- Conference: Big Six Conference
- Record: 3–15 (2–8 Big 6)
- Head coach: Phog Allen (12th season);
- Assistant coach: John Bunn (8th season)
- Captain: Forrest Cox
- Home arena: Hoch Auditorium

= 1928–29 Kansas Jayhawks men's basketball team =

American college basketball season

The 1928–29 Kansas Jayhawks men's basketball team represented the University of Kansas during the 1928–29 college men's basketball season. It was the Jayhawks' 31st season. The Jayhawks were coached by Phog Allen, who was in the 10th season of his second tenure and 12th overall. They played their home games at Hoch Auditorium. The Jayhawks finished 2–8 in the Big Six Conference and 3–15 overall. The Jayhawks' .167 win percentage remains the worst win percentage in program history and is tied with the 1899–1900 team for fewest wins, however, that team only played 7 games.

==Roster==
- Tom Bishop
- Forrest Cox
- Leo Dodd
- Robert Maney
- George McCormick
- Clarence McGuire
- Francis Plumley
- Floyd Ramsey
- Russell Thomson

==Schedule==

| Date time, TV | Rank^{#} | Opponent^{#} | Result | Record | Site city, state |
| December 18* |  | at Washburn | L 24–25 | 0-1 | Topeka, KS |
| December 22 |  | vs. Missouri Border War | L 31–38 | 0-2 | Convention Hall Kansas City, MO |
| January 2* |  | vs. Notre Dame | L 21–32 | 0-3 | Convention Hall Kansas City, MO |
| December 29* |  | Notre Dame | L 17–29 | 0-4 | Convention Hall Kansas City, MO |
| January 3* |  | vs. California | L 21–33 | 0-5 | Kaiser Convention Center Oakland, CA |
| January 4* |  | vs. California | L 23–30 | 0-6 | Kaiser Convention Center Oakland, CA |
| January 5* |  | vs.

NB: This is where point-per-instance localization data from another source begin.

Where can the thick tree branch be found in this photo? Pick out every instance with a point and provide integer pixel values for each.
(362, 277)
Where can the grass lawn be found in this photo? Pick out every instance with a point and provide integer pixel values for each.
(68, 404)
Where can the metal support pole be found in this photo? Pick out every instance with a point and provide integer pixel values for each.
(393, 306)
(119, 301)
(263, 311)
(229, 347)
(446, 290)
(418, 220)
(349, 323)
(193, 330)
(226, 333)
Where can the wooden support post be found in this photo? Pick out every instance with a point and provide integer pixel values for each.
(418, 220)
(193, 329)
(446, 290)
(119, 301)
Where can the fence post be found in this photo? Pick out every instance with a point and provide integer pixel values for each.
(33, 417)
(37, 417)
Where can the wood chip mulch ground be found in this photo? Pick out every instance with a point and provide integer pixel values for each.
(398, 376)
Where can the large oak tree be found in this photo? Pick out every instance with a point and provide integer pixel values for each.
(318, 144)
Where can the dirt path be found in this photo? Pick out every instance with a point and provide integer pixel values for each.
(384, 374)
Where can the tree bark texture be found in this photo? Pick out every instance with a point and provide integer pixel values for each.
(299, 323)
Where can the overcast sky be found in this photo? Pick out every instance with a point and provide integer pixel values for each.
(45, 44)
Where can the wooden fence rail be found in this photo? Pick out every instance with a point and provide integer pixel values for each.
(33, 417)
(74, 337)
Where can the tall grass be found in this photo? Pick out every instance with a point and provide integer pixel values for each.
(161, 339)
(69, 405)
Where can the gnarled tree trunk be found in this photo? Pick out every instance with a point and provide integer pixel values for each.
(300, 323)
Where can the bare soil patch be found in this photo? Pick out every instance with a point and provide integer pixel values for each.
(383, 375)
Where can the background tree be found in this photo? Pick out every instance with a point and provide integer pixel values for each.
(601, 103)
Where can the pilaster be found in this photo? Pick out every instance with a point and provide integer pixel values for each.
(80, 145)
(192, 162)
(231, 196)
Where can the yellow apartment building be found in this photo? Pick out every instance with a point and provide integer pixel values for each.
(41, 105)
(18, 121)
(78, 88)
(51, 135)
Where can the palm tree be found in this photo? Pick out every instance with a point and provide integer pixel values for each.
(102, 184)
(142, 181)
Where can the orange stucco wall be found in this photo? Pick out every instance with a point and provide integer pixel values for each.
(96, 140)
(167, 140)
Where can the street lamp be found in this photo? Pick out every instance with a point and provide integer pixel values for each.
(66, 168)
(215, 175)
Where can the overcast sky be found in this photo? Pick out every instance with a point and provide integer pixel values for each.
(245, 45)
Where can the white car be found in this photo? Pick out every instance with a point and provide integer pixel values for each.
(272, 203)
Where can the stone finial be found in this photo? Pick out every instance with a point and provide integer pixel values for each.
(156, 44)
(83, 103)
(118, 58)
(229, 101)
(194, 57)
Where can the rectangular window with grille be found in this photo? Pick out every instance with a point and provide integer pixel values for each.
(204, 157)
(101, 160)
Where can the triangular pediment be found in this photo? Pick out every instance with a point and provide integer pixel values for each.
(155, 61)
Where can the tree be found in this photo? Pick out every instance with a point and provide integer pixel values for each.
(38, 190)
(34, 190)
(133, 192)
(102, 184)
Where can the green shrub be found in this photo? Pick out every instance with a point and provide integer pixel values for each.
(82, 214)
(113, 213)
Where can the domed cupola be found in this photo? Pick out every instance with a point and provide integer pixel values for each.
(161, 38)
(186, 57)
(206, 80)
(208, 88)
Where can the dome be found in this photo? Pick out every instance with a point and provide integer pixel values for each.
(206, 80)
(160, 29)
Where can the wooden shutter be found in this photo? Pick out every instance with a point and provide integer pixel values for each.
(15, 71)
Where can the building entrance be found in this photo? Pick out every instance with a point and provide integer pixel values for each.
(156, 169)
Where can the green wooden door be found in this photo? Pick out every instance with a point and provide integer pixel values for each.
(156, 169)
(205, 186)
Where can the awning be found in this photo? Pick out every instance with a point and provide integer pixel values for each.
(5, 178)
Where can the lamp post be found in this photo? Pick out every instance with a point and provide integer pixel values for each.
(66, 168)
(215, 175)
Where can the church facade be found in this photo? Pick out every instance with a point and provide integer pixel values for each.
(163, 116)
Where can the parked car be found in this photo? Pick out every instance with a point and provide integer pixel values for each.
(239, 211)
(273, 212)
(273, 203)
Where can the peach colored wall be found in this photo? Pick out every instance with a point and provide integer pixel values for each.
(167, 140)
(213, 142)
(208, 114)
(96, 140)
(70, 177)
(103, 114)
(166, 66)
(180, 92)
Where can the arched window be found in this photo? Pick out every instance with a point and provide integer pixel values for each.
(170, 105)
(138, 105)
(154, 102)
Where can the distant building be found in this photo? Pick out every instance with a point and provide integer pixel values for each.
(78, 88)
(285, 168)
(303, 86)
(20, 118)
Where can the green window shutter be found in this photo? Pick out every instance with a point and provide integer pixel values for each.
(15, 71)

California | W 24–23 | 1-6 | Kaiser Convention Center Oakland, CA |
| January 12 |  | Oklahoma | L 25–27 | 1-7 (0-1) | Hoch Auditorium Lawrence, KS |
| January 15 |  | at Missouri Border War | L 30–34 | 1-8 (0-2) | Rothwell Gymnasium Columbia, MO |
| January 19 |  | at Nebraska | L 29–30 | 1-9 (0-3) | Nebraska Coliseum Lincoln, NE |
| January 21 |  | Iowa State | L 24–27 | 1-10 (0-4) | Hoch Auditorium Lawrence, KS |
| February 2 |  | Kansas State Sunflower Showdown | W 31–24 | 2-10 (1-4) | Hoch Auditorium Lawrence, KS |
| February 7 |  | Nebraska | L 31–37 | 2-11 (1-5) | Hoch Auditorium Lawrence, KS |
| February 16 |  | at Oklahoma | L 25–40 | 2-12 (1-6) | Field House Norman, OK |
| February 20 |  | Missouri Border War | L 20–33 | 2-13 (1-7) | Hoch Auditorium Lawrence, KS |
| February 28* |  | at Creighton | L 27–44 | 2-14 | University Gymnasium Omaha, Nebraska |
| February 28 |  | at Iowa State | W 33–32 | 3-14 (2-7) | State Gymnasium Ames, IA |
| March 5 |  | at Kansas State Sunflower Showdown | L 35–36 | 3-15 (2-8) | Nichols Hall Manhattan, KS |
*Non-conference game. ^{#}Rankings from AP Poll. (#) Tournament seedings in parentheses.